Shane Hegarty's encyclopaedia of modern Ireland
These days, a strange thing happens when you cross the Border. The road narrows. The surface worsens. The traffic backs up. Then, when you meet Northerners, they tell you how much better the roads are in the Republic, so they are. And a shiver runs through you. Something has shifted in the order of the universe.
Gradually, though, our roads have improved. Gradually, of course, in the sense in which glaciers gradually move down a valley. We didn't get here without problems. Cost over-runs, delays, archaeological scandals, environmental protesters, signs warning of traffic delays until we're all very, very old. Enough projects were held up by rare snails that you wondered how, if there were so many of them, the snails could really be so uncommon.

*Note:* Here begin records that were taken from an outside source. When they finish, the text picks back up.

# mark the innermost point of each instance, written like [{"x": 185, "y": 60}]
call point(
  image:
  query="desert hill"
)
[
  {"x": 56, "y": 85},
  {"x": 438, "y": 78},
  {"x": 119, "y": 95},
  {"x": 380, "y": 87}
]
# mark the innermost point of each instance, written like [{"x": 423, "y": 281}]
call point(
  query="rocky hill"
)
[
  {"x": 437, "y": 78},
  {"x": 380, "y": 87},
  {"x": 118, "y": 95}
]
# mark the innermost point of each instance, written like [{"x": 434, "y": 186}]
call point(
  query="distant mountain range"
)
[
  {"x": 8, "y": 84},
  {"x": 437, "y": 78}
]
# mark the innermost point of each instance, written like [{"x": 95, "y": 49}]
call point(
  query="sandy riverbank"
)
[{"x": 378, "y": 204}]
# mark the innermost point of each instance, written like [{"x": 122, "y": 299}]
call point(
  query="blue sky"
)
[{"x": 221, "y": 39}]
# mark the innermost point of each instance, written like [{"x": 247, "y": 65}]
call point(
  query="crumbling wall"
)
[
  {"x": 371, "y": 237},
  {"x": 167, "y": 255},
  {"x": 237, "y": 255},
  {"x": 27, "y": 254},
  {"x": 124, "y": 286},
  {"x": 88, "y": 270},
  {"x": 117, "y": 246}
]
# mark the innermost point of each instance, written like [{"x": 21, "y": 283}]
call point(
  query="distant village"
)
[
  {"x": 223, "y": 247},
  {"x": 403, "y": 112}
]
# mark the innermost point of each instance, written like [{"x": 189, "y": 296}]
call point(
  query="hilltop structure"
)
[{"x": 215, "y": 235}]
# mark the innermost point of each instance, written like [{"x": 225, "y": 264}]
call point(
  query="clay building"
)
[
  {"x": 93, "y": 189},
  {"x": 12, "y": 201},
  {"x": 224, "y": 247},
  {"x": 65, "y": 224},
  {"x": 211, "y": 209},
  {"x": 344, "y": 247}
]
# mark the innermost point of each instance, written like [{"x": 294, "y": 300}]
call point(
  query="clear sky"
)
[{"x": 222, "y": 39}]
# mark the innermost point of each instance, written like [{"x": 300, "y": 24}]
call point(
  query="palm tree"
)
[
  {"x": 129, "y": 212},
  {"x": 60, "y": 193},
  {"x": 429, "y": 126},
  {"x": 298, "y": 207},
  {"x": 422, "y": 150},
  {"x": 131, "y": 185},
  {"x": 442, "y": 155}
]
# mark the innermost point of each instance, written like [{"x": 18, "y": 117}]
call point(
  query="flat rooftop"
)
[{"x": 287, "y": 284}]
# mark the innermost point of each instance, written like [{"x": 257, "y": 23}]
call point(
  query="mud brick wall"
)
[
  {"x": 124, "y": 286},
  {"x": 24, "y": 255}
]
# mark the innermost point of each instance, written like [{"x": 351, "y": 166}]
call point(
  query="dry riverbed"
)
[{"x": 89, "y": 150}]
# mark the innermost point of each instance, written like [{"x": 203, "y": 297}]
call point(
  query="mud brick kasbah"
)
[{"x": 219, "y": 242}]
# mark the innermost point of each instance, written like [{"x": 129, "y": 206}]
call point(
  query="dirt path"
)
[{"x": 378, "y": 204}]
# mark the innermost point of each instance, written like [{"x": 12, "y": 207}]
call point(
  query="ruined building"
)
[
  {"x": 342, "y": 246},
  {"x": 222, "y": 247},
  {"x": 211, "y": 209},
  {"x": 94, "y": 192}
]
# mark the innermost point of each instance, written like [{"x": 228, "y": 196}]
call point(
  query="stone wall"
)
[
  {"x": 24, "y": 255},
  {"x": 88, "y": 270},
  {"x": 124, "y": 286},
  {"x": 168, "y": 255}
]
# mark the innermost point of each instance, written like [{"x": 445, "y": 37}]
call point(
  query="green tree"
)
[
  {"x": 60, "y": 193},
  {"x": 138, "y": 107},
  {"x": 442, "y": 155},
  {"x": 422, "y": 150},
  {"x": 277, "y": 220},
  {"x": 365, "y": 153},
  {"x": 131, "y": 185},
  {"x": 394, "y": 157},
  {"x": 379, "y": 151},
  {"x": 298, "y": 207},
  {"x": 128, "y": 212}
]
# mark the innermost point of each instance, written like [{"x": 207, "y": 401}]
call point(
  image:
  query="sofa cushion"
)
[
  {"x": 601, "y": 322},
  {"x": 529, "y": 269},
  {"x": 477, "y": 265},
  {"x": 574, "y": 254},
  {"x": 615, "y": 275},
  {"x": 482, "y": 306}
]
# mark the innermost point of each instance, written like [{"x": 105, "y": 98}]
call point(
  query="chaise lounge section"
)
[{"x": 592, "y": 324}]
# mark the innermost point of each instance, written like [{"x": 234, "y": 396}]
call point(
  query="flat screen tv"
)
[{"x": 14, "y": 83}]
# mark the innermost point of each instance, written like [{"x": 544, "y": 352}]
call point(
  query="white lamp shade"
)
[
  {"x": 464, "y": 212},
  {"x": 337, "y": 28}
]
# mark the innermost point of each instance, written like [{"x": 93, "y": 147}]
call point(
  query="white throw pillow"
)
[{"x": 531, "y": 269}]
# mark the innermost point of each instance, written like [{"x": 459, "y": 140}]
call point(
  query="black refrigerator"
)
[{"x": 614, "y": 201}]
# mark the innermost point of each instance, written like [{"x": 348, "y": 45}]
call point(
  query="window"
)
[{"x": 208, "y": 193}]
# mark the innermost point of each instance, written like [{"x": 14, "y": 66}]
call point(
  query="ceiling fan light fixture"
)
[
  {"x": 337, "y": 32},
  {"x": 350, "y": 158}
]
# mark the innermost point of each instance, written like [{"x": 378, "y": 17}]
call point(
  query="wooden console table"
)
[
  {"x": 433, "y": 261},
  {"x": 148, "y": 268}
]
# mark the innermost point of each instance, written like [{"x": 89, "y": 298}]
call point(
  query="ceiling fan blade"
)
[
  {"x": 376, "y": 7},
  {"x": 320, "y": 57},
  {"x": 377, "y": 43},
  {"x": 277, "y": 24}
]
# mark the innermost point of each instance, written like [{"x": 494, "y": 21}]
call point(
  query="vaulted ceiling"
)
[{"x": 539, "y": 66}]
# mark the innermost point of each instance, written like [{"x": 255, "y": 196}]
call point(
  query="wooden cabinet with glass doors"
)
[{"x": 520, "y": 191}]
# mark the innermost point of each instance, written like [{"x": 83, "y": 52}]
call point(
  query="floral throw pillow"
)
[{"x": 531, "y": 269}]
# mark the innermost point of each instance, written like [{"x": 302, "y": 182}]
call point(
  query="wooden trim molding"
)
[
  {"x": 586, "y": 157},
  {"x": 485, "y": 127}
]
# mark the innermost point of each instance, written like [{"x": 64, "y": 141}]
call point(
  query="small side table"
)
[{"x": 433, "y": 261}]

Of course, many of those who built our roads will have come to this land in search of regular work and decent pay. They poured in from such places as Preston and Manchester in the hope of a better life across the water. So, ultimately, a smooth sliver of motorway will run all the way from Larne to Rosslare, forming a Tarmac alimentary canal through the country. It will be lined with those solar-panel emergency phones that have you hoping you don't break down at night; will be punctuated by forlorn lines of bollards, so drivers won't know if the work is starting or ending; and will throb to the aggression of Northern drivers who, apparently baffled by the metric system, generally interpret the speed limit as being 120mph.
Or maybe they drive so quickly because, 50 miles into the journey, they've realised that there won't be a rest stop at any point along the way. That they'll have to drive from Dundalk to Dundrum with their swelling bladder tight against the seat belt. All because of some ingenious thinking from the National Roads Authority, which decided to rewrite the accepted rules of the motorway. So what if every other country makes sure that at regular intervals along their motorways there will be a garage, a Little Chef and a mildly post-apocalyptic toilet? That's for everyone else. The Irish can cross their legs better than anyone. We have bladders made elastic by years of binge drinking.
Perhaps we should take this as a challenge. The National Roads Authority's logic, in fact, had to do with making sure that bypassed towns didn't lose valuable business. So, having built the motorway to take the traffic out of the small rural town, they've made sure to direct the traffic back into it. That's a paradox you wouldn't want to think about while driving; otherwise, your head might explode miles before your bladder does.